Regulatory module update in human and mouse cisRED databases
Regulatory module predictions
Translating whole-genome sets of significant atomic motifs into putative regulatory modules requires an intermediate step - identifying groups of similar motifs; modules are co-occurring group labels that satisfy certain criteria. We identify groups of similar motifs by a) annotating atomic motifs with known binding site resources from TRANSFAC, JASPAR or ORegAnno; and b) de novo motif clustering. A pattern or module is either de novo, annotation-based or hybrid, depending on the type(s) of motif groups it contains.

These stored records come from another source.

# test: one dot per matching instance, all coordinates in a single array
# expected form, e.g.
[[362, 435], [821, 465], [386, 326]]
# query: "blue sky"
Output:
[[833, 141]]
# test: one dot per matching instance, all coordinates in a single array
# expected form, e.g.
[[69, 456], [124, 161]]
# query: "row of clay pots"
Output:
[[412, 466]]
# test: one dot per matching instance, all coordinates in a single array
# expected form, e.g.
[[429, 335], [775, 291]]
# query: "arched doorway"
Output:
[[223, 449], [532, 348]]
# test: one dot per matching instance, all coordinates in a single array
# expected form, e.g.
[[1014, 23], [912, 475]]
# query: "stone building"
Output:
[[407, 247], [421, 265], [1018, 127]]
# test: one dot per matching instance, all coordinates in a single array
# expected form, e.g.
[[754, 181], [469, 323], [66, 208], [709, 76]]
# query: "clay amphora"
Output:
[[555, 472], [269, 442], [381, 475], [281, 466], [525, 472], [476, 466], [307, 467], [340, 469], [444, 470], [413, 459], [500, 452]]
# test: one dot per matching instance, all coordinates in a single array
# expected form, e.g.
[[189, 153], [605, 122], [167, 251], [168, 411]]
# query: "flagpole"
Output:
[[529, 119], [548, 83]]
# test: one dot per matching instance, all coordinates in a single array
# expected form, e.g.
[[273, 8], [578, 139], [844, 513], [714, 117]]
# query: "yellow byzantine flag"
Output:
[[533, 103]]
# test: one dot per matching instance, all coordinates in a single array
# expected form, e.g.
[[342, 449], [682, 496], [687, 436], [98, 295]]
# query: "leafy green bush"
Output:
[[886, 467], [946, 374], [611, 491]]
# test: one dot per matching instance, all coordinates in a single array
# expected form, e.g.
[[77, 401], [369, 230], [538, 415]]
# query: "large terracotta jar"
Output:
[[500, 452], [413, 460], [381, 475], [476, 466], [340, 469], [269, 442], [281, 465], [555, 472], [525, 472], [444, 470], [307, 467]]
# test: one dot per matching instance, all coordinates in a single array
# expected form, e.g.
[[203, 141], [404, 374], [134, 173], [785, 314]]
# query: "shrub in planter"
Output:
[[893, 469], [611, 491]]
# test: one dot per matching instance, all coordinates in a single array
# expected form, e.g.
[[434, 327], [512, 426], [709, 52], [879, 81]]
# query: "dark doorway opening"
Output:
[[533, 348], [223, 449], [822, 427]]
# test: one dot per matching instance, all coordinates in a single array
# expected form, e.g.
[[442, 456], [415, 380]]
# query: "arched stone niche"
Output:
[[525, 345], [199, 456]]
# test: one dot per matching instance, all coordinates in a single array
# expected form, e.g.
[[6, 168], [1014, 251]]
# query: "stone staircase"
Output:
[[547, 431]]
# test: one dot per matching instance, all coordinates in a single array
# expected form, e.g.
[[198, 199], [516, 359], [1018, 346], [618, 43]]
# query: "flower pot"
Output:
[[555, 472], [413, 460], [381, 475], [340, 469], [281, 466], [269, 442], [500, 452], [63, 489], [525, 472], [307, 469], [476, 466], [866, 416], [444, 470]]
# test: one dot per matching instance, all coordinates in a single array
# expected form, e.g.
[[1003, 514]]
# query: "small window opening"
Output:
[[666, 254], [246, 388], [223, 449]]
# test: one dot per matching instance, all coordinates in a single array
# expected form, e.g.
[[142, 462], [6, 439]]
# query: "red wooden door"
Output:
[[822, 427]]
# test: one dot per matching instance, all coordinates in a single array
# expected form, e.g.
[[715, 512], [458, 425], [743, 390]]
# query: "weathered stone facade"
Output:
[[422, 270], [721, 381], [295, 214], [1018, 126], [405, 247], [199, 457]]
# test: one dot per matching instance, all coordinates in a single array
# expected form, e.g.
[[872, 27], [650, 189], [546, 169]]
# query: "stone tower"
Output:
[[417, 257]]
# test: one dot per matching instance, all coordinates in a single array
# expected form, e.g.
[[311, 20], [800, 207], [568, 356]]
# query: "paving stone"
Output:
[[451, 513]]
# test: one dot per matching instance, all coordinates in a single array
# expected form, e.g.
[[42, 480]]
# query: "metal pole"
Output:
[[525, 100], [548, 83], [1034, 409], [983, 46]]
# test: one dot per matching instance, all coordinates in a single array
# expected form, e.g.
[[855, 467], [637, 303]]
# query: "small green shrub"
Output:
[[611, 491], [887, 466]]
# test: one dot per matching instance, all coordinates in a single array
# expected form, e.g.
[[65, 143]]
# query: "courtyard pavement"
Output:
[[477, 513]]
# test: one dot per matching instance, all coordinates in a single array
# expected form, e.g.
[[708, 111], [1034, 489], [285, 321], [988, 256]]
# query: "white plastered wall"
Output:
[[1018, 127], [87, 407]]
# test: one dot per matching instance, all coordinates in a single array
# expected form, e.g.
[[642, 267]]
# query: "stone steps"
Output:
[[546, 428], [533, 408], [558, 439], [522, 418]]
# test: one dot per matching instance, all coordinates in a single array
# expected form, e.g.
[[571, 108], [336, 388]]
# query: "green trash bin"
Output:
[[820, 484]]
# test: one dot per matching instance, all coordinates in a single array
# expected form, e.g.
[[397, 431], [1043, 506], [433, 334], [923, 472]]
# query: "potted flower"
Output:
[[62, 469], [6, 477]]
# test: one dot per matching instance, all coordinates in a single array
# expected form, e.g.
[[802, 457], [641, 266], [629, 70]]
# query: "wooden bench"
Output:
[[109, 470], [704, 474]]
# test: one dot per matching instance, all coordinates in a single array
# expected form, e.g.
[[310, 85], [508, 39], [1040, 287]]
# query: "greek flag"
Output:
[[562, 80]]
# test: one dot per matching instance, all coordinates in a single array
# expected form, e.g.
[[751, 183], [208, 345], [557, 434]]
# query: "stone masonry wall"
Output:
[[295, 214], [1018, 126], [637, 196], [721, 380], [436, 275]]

While the human 8 and mouse 2 databases offered de novo patterns, the human 8.1 and mouse 2.1 databases now offer both annotation-based and de novo patterns. Currently we consider annotation-based groups and patterns to be more reliable than 'de novo' groups and patterns. We are working to improve genome-scale de novo grouping.
Genome browser display
To facilitate interpreting the cisRED data, each Gene page now shows a UCSC genome browser view that gives the annotation context of a cisRED search region, significant conserved motifs and predicted regulatory modules. Clicking on the screenshot displays that gene's cisRED annotations in a live session at the UCSC genome browser.
In the genome browser view, the horizontal red bar at the top shows the nominal search region within which comparative genomics discovery methods were applied outside of coding exons and most types of repeats. The numbered brown blocks are atomic motifs, i.e. conserved DNA sequence motifs that were identified by discovery methods and post-processing operations. Motifs are shaded to indicate the discovery p-value; a darker motif was more significant at the discovery stage. Following motif discovery, motifs were filtered by membership in co-occurring patterns, and patterns were ranked by genome-scale properties. Motifs instances that occur in highly ranked putative regulatory modules may be more reliable predictions of functional genomic elements. The connected sets of blue boxes are co-occurring patterns, i.e. putative regulatory modules. Modules are shaded to indicate the number of times that a pattern is found in the target genome; a darker module is associated with more search regions.